Вернувшись домой, я уселся за письменным отцовским столом и продолжал зубрить мою роль. В доме стояла тишина: отец спал, и, как всегда во время его дневного сна, все в доме жило особенной приглушенной жизнью. Еле слышно прошелестела тень бабушки - она готовилась к тому моменту, когда отец проснется. Глухо и осторожно позванивали чайные стаканы в столовой, из открытой двери в кухне было слышно, как певуче закипает чайник на медленном огне. Бабушка вернулась в кабинет убрать письменный стол - смахнуть несуществующую пыль, вытряхнуть из пепельницы окурки, пододвинуть карандаши и ручки так, чтобы было удобнее отцу, положить на видное место письмо тетки Саши, нашей дальней родственницы, на которое отец не отвечает уже которую неделю.

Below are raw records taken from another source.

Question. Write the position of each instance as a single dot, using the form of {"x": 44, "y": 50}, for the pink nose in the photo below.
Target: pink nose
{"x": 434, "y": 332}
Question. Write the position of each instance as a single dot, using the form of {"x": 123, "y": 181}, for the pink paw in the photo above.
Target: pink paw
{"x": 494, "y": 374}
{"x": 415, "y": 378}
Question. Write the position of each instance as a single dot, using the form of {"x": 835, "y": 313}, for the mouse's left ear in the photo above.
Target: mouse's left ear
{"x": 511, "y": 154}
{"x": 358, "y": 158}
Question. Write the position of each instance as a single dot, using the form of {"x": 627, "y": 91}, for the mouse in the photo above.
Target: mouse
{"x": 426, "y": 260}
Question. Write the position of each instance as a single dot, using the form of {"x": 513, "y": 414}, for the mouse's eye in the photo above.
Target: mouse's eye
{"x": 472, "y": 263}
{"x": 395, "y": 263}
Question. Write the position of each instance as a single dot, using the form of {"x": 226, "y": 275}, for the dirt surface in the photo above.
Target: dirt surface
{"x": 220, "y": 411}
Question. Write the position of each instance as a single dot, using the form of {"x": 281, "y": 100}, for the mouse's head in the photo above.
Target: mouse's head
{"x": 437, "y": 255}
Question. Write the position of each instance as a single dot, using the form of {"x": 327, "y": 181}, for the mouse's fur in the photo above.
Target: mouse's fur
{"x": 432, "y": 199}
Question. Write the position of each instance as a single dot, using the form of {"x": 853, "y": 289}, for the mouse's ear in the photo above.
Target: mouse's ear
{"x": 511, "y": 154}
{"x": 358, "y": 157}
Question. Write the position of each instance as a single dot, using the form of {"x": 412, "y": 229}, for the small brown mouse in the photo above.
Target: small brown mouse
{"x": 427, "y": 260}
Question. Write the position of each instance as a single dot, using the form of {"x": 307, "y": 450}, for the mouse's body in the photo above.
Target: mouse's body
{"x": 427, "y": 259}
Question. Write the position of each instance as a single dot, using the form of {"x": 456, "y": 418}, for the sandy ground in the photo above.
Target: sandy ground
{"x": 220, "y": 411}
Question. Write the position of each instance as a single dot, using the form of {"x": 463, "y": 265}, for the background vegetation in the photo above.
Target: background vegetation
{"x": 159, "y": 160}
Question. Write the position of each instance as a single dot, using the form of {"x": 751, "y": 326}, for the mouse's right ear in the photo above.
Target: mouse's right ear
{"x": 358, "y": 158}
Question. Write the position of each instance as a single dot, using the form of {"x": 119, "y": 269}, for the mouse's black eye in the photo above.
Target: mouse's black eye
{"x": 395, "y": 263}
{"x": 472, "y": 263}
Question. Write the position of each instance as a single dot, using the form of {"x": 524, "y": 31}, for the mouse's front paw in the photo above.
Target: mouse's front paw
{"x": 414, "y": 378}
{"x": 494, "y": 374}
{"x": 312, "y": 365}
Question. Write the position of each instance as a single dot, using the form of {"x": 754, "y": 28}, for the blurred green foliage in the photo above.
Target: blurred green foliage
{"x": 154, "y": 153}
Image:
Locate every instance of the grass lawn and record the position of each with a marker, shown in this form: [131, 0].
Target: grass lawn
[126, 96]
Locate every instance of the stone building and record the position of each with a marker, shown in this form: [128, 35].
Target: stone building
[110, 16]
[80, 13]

Я не помню, сколько прошло времени - приглушенная жизнь дома убаюкивала меня, когда неожиданно под самым окном, в черной и глухой мгле отчетливо затрещал пулемет. Как эхо откликнулся второй, а за ним в ровный треск пулеметной стрельбы врезалась беспорядочная перепалка. К столу, за которым я сидел, подбежала бабушка. Лицо ее было совершенно растерянно, на одном ухе, раскачиваясь, висели золотые очки. Дрожащими руками она взяла деревянный разрезной нож, бросила его и, схватив настольную электрическую лампу, перевернула ее вниз абажуром и принялась задувать изо всех сил. Почти истерический смех охватил меня, и я сам, давясь и захлебываясь, еле нашел выключатель. Уже в темноте я слышал, как бабушка, задев стул, бросилась в столовую, к дверям отцовской спальни. Она бормотала:
- Да что же это они стреляют? Они стрельбой разбудят Ленушу.
Через несколько минут дверь в спальню открылась и в белом четырехугольнике (в спальной горел свет) появилась фигура отца.
- Маточка, ты что здесь делаешь? Почему потушено электричество?
Услышав твердый и спокойный голос отца, бабушка сразу успокоилась. Ее мгновенная паника исчезла. Она зажгла свет и начала разливать чай, правда еще дрожащими руками, но уже сама, смеясь, рассказывала отцу, как она задувала электрическую лампу.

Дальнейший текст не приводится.